4.7. Descriptor Coding Guidelines

When creating descriptor functions, the guidelines below should be followed:

  1. Return value
    • The descriptors will return the correct value, regardless of the data processing status of the AstroData object.
    • The descriptors will not write keywords to the headers of the AstroData object or cache any information, since it is no effort to use the descriptors to obtain the correct value as and when it is required.
    • The value of a descriptor can be written to the history, for information only.
  2. Return value Python type
    • The descriptors will always return a DV object to the user.
    • The DV object is instantiated by the CI for descriptors that obtain their values directly from the headers of the AstroData object.

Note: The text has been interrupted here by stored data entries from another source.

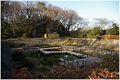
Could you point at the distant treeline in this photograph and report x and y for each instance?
(33, 19)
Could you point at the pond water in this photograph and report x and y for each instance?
(53, 59)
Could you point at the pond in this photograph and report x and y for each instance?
(53, 59)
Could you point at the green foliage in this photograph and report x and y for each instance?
(25, 35)
(114, 30)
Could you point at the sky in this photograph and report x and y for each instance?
(92, 9)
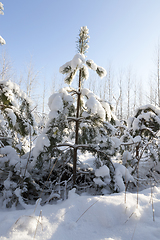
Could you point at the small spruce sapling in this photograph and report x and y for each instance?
(78, 120)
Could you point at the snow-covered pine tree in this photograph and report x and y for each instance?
(16, 128)
(78, 120)
(141, 142)
(2, 41)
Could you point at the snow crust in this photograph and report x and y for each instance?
(86, 217)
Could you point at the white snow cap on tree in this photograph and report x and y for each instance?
(79, 62)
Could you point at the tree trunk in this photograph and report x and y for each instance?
(77, 128)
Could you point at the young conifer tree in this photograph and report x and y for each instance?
(78, 120)
(16, 116)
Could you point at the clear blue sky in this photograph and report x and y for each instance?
(123, 32)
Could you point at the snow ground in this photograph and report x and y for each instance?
(87, 217)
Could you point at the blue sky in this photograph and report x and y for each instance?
(123, 32)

For descriptors that obtain their values from the descriptor functions, the descriptor functions should be coded to return a DV object. The DV object contains information related to the descriptor, including the value of the descriptor, the default Python type for that descriptor and the units of the descriptor.
  3. Keyword access
    • The phu_get_key_value and get_key_value AstroData member functions should be used in the descriptor functions to access keywords in the PHU and the headers of the pixel data extensions, respectively, of an AstroData object.
  4. Logging
    • Descriptors will not log any messages.
  5. Raising exceptions
    • If the value of a descriptor can not be determined for whatever reason, the descriptor function should raise an exception.
    • The descriptor functions should never be coded to return None. Instead, a descriptor function should throw an exception with a message explaining why a value could not be returned (e.g., if the concept does not directly apply to the data). An exception thrown from a descriptor function will be caught by the CI.
  6. Exception rule
    • Descriptors should throw exceptions on fatal errors.
    • Exceptions thrown on fatal errors (e.g., if a descriptor function is not found in a loaded calculator) should never be caught by the CI. The high level code, such as a script or a primitive, should catch any relevant exceptions.
  7. Descriptor names
    • Descriptor names will be:
      • all lower case
      • terms separated with “_”
      • not instrument specific
      • not mode specific, mostly
    • A descriptor should describe a particular concept and apply for all instrument modes.
  8. Standard parameters

4.8. Descriptor Exceptions

When writing descriptor functions, if a descriptor is unable to return a value, an exception should be raised in the code with an appropriate, explicit error message, so that it is clear to the user exactly why a value could not be returned. The exception information is stored in exception_info by the CI so that a user can access that information, if they wish to do so. A list of descriptor exceptions can be found in the astrodata/Errors.py module. These descriptor exceptions inherit from the DescriptorError base class and are caught by the CI. If the default setting of throwExceptions = False (line 62 in astrodata/Calculator.py), None is returned. During development, the developer should set throwExceptions = True so that exceptions are thrown.